← All Machine Learning Foundations modules

Module 2 — Regression: Fitting a Line

Supervised learning · hands-on · about 30 minutes.

The simplest supervised model predicts a continuous numerical value: the sale price of a house, the duration of a delivery, the expected revenue from a campaign. This task is called regression, and its foundational model is the straight line. In this module you will adjust the line's parameters manually, observe how the error responds, and then compute the optimal line in closed form — the same calculation performed by scikit-learn's LinearRegression.

A line is a model with two parameters

A straight-line model has two parameters: a slope \( w \) and an intercept \( b \). Given an input \( x \), its prediction is:

\[ \hat{y} \;=\; w\,x + b \]

The slope \( w \) controls the line's inclination, and the intercept \( b \) shifts it vertically. Fitting the model means selecting the values of \( w \) and \( b \) that minimize the total distance between the line and the observed data points, according to a precisely defined error criterion.

Residuals: quantifying prediction error

For an observation \( (x_i, y_i) \), the residual is the signed vertical distance between the observed value and the model's prediction: \( y_i - \hat{y}_i \). Observations above the line yield positive residuals; those below yield negative residuals. The objective is to make every residual small in magnitude.

The loss function: mean squared error

To collapse all residuals into a single scalar objective for minimization, we square each residual — preventing positive and negative errors from canceling, and penalizing large errors disproportionately more than small ones — and take the mean. This is the mean squared error (MSE):

\[ \text{MSE} \;=\; \frac{1}{n}\sum_{i=1}^{n}\big(y_i - (w x_i + b)\big)^2 \]

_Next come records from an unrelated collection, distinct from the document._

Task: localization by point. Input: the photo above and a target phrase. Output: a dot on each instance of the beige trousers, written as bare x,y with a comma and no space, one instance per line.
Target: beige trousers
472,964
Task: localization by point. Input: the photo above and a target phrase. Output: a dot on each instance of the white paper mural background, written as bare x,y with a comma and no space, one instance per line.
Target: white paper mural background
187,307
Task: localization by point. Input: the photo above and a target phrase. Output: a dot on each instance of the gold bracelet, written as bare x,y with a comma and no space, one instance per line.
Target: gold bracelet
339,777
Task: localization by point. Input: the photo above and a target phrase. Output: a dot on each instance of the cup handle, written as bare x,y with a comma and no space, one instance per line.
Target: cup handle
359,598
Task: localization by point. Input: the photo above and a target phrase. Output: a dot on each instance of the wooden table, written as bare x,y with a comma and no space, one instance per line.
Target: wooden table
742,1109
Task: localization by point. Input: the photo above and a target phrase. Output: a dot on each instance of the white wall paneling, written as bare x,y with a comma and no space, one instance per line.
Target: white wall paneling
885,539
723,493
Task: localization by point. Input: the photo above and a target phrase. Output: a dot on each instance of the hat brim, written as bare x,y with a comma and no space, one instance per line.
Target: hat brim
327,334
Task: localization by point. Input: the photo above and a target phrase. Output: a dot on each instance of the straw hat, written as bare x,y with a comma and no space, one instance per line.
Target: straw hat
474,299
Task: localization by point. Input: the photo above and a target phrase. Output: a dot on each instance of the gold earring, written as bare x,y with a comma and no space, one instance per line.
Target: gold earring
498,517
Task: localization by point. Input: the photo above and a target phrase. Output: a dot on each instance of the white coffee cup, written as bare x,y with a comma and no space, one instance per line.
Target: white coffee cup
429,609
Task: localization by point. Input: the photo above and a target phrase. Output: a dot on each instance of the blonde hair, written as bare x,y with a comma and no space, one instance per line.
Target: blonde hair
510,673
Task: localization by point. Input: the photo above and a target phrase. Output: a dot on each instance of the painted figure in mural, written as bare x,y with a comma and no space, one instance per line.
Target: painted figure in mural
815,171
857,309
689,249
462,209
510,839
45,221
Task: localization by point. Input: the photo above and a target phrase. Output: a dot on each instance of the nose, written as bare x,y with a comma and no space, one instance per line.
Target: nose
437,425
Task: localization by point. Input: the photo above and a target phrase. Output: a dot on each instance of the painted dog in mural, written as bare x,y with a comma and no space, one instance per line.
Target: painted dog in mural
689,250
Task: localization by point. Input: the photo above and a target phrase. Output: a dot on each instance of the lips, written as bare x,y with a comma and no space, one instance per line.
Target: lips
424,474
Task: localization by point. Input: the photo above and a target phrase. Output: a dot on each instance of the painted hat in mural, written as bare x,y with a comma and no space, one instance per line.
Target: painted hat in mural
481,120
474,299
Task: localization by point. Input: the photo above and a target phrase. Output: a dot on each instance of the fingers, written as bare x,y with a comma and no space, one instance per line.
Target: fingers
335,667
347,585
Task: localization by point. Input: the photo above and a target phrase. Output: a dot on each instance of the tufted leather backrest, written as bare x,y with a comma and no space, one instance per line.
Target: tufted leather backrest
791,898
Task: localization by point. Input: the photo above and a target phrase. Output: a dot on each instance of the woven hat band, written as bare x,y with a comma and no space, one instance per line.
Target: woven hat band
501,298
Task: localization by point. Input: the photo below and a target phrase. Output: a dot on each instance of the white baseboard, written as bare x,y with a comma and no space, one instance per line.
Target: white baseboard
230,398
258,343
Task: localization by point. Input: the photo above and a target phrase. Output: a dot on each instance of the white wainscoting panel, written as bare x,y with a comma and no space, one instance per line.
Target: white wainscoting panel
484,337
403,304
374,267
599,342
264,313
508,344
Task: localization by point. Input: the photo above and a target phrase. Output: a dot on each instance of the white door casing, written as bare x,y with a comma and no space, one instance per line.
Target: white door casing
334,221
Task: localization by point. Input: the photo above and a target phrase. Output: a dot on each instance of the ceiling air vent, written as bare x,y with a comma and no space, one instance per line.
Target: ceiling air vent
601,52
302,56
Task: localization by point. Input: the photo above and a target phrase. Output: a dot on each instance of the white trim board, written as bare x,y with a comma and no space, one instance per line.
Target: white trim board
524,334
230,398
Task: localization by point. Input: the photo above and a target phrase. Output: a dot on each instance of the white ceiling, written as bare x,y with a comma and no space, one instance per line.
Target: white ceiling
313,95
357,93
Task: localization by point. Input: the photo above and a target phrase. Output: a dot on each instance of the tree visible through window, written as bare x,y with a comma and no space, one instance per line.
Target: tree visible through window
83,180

Adjust \( w \) and \( b \) with the sliders — or manipulate the line directly: drag its body up or down to shift it, and drag either blue endpoint to change its tilt. The red vertical segments represent the residuals; the MSE displayed is the mean of their squared lengths. Attempt to minimize the MSE manually, then click Auto-fit to compare your result against the closed-form optimum.

This activity needs JavaScript. The lesson below still covers everything.

How the optimal line is computed

You just minimized the MSE by hand — nudging \( w \) and \( b \) until the error stopped dropping. A computer doesn't guess and check like that. It has two standard ways to find the best line, and both arrive at exactly the same answer for a straight line.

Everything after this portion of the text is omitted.